Wiz has been authorized by the Common Vulnerability and Exposures (CVE®) Program as a CVE Numbering Authority (CNA). This milestone is thrilling and humbling. Not only are we excited to deepen our support for the global security community by being able to assign CVEs to vulnerabilities – and rapidly share disclosed cybersecurity vulnerabilities with the public – but it also prompts us to reflect on how far things have come in the past few years since Wiz Research team members first advocated for change.
The CVE Program has been a hallmark of transparency in information security for 25 years. Its work identifying, defining, and cataloging publicly disclosed cybersecurity vulnerabilities has helped give rise to discussions about risk as it relates to the digital services we all rely upon.

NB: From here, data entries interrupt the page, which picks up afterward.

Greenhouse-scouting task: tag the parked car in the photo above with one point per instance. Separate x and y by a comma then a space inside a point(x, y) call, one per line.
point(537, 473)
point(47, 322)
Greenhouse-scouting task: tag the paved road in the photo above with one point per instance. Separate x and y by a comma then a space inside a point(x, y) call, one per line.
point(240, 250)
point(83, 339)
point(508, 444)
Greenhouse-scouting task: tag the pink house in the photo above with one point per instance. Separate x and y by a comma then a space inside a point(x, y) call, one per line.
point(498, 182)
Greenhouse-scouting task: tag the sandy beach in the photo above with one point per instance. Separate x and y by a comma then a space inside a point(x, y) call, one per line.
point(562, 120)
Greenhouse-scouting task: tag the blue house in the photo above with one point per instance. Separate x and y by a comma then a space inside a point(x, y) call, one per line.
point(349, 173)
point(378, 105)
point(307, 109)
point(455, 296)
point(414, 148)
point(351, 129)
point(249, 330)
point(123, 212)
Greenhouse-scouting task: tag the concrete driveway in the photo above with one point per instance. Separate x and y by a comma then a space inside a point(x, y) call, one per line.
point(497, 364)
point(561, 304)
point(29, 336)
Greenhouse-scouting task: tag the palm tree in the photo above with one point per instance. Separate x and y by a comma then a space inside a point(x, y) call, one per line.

Wiz was founded on the idea that we can make the cloud more secure without hindering its capacity for innovation. Transparency and collaboration are fundamental to that journey. In November 2021 Wiz first issued a call to action on this front, writing a blog post in which we observed how responsibilities had evolved since the pre-cloud era. We suggested the security industry needed to build a cloud vulnerability database and rethink its approach to addressing cloud vulnerabilities A few months later, Wiz kickstarted a coalition of contributors that built one.
(Sidenote: Clicking that link takes you to the Open Cloud Vulnerability & Security Issue Database. For more on the story behind this effort, including how Wiz initiated it and the weaknesses of the cloud that the central database unveils, we highly recommend watching the recording of this fwd:cloudsec presentation from 2022: “We built a community cloud vulnerability database, now what?”)
The collective understanding of cloud risk has changed significantly in the last few years, and today we hope all cloud service providers join us in our effort to make the disclosure and submittal of cloud-based vulnerabilities to the CVE Program an industry norm and standard expectation.
Why cloud-based vulnerabilities matter to everyone CVEs have been the norm for on-premises software and devices. However, there is no expectation that cloud service providers share data about vulnerabilities they identify and repair—or how their updates and remediations might influence customer security. This year has marked a watershed on this issue. A massive shift towards disclosure of cloud vulnerabilities has taken place in a few short months:
In March, the U.S. Department of Homeland Security Cyber Safety Review Board (CSRB) highlighted this issue in their review of the Summer 2023 Microsoft Exchange Online intrusion, recommending that cloud service providers work with the CVE Program to develop norms for the rapid release of these vulnerabilities.
Not long thereafter, the CVE Program approved changes to its rules, allowing CNAs to assign CVEs to significant vulnerabilities, regardless of whether customers needed to take action. This is a watershed change that should allow for CVE assignments for cloud vulnerabilities to become commonplace—as long as we all embrace it.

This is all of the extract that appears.